I ask about the photographs of Mother's feet and hands. The images of Mother's feet are shocking to look at because they do not resemble feet but, as Collopy says, "tree roots."
"Yes, the sisters used to encourage me to photograph Mother's feet. She never used to wear sandals in her house in Calcutta, because the poor didn't have sandals. She had an extra toe under her right foot. That must have been very painful. But her feet looked like tree roots. There were notches on her ankles from the way that she prayed, the prostrations and so forth..."
He says there are many times when he feels Mother's presence. In one instance a good friend of Alma's announced that she had breast cancer. Because the woman was very distraught, Collopy immediately drove to her home to give her a small medal of Our Lady that Mother used to hand out to people. Mother would kiss these medals individually then distribute them to pilgrims and the sick. Sometimes she would leave them on the property of buildings that were for sale that she wanted to buy. According to Collopy, "99.9 percent of the time after she would get that house."

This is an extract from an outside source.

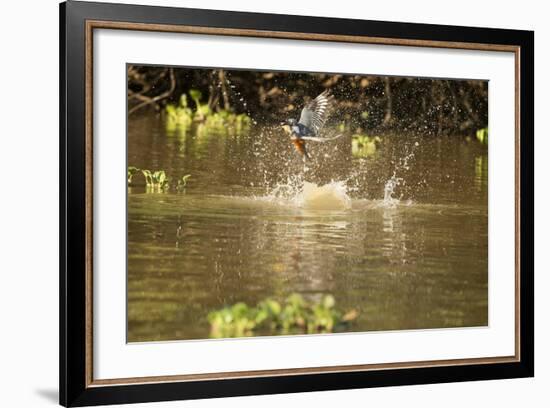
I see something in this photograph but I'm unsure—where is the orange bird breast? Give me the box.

After delivering the medal to his wife's friend, Collopy tells me that the very next day the more than grateful woman drove to the Collopy home to make an announcement. She said that when she received the medal on the previous day, she saw Mother Teresa standing in the room. Shortly after this, his breast cancer vanished completely.
Collopy reminds me of something that Mother once said: "I can do much more for you in heaven than I can on earth."
The San Francisco photo-journalist is currently working on a new book, Courage, portraits of people he feels have exhibited courage in their field of work, including Nobel Prize Laureates, Civil Rights heroes, and of course the Dalai Lama, who once rubbed Collopy's shoulder because he said he needed the healing presence of Mother Teresa's love.